Starting next fall, the program will include first- through third-grade teachers in eight Chicago public schools. Erikson recently won a five-year, $5 million federal “Investing in Innovation” grant to expand its teacher training. It was one of 49 programs selected from nearly 1,700 institutions that applied for the funding.

“Math has been neglected and certainly, as a nation, we need to do a better job” teaching it, said Jennifer McCray, Erikson’s Early Mathematics Education Project director. “It’s a matter of deciding what’s important. I certainly wouldn’t want an arts program to be gone. But the math education kids are getting now is not as good as it could be or as it should be.”

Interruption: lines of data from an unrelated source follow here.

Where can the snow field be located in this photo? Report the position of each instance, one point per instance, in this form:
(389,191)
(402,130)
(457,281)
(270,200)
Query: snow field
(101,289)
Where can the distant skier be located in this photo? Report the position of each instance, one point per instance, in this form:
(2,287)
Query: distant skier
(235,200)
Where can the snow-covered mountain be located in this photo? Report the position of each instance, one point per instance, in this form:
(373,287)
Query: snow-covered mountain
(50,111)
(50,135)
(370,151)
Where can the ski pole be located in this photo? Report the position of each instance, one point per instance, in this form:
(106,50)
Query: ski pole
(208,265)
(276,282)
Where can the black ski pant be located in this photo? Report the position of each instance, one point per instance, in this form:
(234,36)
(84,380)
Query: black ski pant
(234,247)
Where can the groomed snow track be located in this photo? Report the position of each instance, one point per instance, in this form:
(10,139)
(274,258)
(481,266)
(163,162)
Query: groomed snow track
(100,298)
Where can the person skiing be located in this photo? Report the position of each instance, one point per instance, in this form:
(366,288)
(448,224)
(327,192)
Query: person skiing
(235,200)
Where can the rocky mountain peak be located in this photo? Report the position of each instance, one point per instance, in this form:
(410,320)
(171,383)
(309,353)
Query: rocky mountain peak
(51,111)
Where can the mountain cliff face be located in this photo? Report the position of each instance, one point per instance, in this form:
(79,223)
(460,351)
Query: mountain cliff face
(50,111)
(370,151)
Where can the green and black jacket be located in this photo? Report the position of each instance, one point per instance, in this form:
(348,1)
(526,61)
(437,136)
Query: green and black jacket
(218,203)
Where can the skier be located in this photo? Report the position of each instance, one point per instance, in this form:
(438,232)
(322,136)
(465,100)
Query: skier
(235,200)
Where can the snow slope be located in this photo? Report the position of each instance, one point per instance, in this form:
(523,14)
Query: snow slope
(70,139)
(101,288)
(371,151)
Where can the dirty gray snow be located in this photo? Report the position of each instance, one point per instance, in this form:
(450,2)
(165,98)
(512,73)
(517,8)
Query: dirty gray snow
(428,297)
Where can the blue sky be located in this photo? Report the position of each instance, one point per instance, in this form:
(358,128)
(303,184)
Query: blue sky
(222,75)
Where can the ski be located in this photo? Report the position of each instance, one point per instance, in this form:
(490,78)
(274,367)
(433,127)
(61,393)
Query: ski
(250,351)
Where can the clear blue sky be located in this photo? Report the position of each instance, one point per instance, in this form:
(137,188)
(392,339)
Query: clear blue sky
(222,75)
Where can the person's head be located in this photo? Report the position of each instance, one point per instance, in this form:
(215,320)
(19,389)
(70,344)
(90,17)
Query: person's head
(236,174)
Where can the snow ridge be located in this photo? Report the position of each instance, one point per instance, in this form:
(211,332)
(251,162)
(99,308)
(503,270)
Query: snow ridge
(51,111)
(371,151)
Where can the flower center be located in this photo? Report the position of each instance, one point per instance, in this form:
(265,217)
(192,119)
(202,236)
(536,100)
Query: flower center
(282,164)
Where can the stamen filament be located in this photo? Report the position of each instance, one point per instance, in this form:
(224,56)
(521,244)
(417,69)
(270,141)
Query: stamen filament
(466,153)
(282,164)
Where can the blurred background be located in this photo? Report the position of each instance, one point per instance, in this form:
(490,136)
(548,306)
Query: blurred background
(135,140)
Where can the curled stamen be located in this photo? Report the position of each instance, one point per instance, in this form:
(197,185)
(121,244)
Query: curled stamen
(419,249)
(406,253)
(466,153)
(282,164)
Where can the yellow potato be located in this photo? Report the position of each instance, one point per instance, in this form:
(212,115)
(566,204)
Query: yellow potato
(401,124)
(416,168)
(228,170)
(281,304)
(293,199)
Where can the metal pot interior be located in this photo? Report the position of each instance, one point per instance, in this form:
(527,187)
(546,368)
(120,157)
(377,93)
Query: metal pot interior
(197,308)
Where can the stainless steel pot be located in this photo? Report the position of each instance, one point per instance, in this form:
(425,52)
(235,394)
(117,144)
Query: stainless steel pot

Teaching math is often relegated to a few lessons in preschool and kindergarten classes, McCray said. Erikson’s program gets teachers to think about adding math throughout the school day, whether it’s counting how many boys and girls are lined up or having the students decide how to group objects such as their own shoes.

In 2007, the year the early math program launched, Erikson found that 21 percent of preschool and kindergarten teachers covered math on any given day while 90 percent covered language arts and literature.

“By third grade, it’s critical kids read and read well,” said Barbara Bowman, the school district’s chief officer of early childhood education. “It’s also critical they have math skills. Some kids shut down in math because they haven’t got the underpinnings they need.”

Erikson’s teacher training program is part of a broader movement in early education to make math skills as important as literacy. The school district started exploring the issue about five years ago as research showed that children’s math skills are as much a predictor of their future success as their literacy skills, said Bowman, who also is a professor at Erikson.

The program is also intended to narrow the achievement gap between children whose families are middle class versus low-income, said McCray of Erikson.

Erikson’s research in 2008-09 showed that students who were behind national norms for test scores gained 10 months of math knowledge under the guidance of trained teachers. Students whose teachers weren’t trained gained seven months, the study showed.

The Chicago Mercantile Exchange Foundation has committed $1.65 million to Erikson’s program over seven years. Foundation officials see the effort as a way to give students from low-income communities an academic boost.

“We want to make sure kids growing up in our inner-city neighborhoods have just as much a chance to succeed,” said Kassie Davis, foundation executive director. “Investing in early childhood education, especially for inner-city kids, is really going to pay big dividends down the line.”

Tamika Wells, whose daughter Azaria, 4, is a student in Blue-Ford’s preschool class at Kellman, said she hopes her daughter’s love of math doesn’t fade.

Wells, 27, said the math activities Blue-Ford does in class carry over into their daily routine. Azaria is always counting, whether it’s the number of people in the car or the number of steps she is climbing.

“She does it a lot,” said Wells, who is studying to be an early childhood teacher herself and works on a math activity book with her daughter at home. “I’m hoping she doesn’t develop a fear of math. As long as they start young and carry it on, I think the students will come out much better.